The AIMS report suggests the research demonstrates that raising the minimum wage is not an effective anti-poverty device and calls on all four provincial gov- ernments i n Atlantic Canada to scrap legislation for raising minimum wages.
That’s unlikely to happen, especially in New Brunswick, which heralds its rising minimum wage. According to that province’s Liberal government, New Brunswick consistently has been among the growth leaders in average weekly earnings in recent months and continues to lead the country in growth on a year-to-date basis. The minimum wage increases, the Liberals assert, have contributed to that growth.
Indeed, some businesses laud the minimum wage hikes, pointing to improved staff retention and morale — benefits that spiral outward to include customers and the economy at large. But the AIMS also takes aim at that contention.
“Wages are subject to the incontrovertible law of demand,” the report states. “Thus, if the government raises the cost of employing low-skilled workers through minimum wage legislation, then fewer low-skilled workers will be employed.”
Particularly hard hit by minimum wage increases, the AIMS report argues, are young people — a key demographic for retention in an aging province such as New Brunswick. Canadian studies cited by the report found that raising the minimum wage by 10% reduces youth employment by 3%-6%.

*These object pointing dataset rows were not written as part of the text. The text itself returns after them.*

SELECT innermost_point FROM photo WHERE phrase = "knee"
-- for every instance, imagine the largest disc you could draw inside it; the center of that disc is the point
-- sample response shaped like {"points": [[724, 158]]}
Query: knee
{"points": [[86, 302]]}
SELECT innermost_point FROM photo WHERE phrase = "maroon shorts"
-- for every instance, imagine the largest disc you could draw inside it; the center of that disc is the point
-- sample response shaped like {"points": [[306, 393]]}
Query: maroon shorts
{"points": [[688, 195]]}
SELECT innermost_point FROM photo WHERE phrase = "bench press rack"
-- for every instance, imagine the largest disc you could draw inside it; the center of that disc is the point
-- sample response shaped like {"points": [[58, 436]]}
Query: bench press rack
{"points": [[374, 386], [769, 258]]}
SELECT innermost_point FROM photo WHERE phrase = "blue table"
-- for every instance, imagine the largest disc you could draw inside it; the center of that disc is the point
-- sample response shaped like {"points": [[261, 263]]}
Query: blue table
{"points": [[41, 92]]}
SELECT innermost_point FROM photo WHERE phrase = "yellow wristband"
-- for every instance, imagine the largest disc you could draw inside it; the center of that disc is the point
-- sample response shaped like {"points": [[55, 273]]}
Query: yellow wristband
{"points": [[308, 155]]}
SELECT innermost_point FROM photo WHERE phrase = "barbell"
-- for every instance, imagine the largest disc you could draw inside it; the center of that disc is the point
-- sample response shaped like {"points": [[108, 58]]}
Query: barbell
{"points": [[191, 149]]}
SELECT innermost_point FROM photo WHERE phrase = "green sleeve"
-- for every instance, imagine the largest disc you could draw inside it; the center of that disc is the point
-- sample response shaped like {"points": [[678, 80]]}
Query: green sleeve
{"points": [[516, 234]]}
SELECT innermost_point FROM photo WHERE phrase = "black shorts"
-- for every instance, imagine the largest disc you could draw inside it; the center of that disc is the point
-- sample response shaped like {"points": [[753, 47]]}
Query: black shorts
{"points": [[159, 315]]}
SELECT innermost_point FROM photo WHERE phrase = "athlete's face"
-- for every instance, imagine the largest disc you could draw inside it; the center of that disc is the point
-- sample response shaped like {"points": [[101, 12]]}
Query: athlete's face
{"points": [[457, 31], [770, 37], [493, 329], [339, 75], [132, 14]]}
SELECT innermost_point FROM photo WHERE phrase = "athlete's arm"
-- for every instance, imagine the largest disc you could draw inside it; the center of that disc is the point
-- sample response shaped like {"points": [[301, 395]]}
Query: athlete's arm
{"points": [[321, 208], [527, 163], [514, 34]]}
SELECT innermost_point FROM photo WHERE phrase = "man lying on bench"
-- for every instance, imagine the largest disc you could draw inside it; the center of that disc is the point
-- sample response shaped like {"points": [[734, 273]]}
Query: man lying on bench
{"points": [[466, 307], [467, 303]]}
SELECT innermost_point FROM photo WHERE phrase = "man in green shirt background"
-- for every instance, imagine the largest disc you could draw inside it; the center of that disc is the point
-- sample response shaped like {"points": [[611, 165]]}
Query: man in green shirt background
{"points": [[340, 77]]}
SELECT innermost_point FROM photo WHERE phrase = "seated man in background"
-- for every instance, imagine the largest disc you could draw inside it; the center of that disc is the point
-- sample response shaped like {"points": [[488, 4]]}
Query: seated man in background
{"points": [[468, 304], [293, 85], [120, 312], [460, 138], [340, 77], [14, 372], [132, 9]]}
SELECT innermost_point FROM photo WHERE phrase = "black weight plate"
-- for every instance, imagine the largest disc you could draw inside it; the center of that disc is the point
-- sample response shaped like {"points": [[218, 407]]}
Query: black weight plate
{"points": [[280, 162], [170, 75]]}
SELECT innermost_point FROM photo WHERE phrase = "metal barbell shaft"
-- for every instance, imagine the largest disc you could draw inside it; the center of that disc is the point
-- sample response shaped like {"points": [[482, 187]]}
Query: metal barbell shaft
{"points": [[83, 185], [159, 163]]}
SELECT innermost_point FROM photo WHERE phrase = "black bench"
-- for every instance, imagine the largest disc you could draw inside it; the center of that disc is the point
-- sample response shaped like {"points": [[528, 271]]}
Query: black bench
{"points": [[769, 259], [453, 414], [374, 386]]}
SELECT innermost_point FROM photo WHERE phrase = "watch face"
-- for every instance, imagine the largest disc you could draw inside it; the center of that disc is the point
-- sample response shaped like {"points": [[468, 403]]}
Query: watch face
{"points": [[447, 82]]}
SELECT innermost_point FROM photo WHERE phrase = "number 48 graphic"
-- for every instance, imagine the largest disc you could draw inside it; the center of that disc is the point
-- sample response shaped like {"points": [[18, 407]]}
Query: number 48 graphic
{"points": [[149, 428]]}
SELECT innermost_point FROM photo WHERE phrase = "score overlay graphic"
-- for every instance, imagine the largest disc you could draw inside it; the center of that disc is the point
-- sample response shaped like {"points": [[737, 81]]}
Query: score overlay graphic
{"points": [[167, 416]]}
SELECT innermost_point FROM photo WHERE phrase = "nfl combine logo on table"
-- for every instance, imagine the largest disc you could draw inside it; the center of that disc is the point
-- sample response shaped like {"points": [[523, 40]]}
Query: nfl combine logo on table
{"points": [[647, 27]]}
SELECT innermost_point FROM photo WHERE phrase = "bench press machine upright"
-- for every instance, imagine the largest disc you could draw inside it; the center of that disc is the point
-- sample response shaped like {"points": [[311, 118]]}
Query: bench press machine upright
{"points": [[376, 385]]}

The report concludes that: “Raising the minimum wage by upwards of 50% won’t help people without jobs. It won’t help young people find jobs. It will clearly increase the challenges faced by small businesses and non-profits. It won’t reduce poverty.”
The New Brunswick government is likely to engage in this debate, having identified minimum wage increases as a central component in its anti-poverty measures. But, ultimately, for the province’s premier, the fundamental issue may not be economic at all.
“This [rise] improves New Brunswick families’ quality of life,” Gallant says, “as they can invest in education and training, healthy living and their communities.”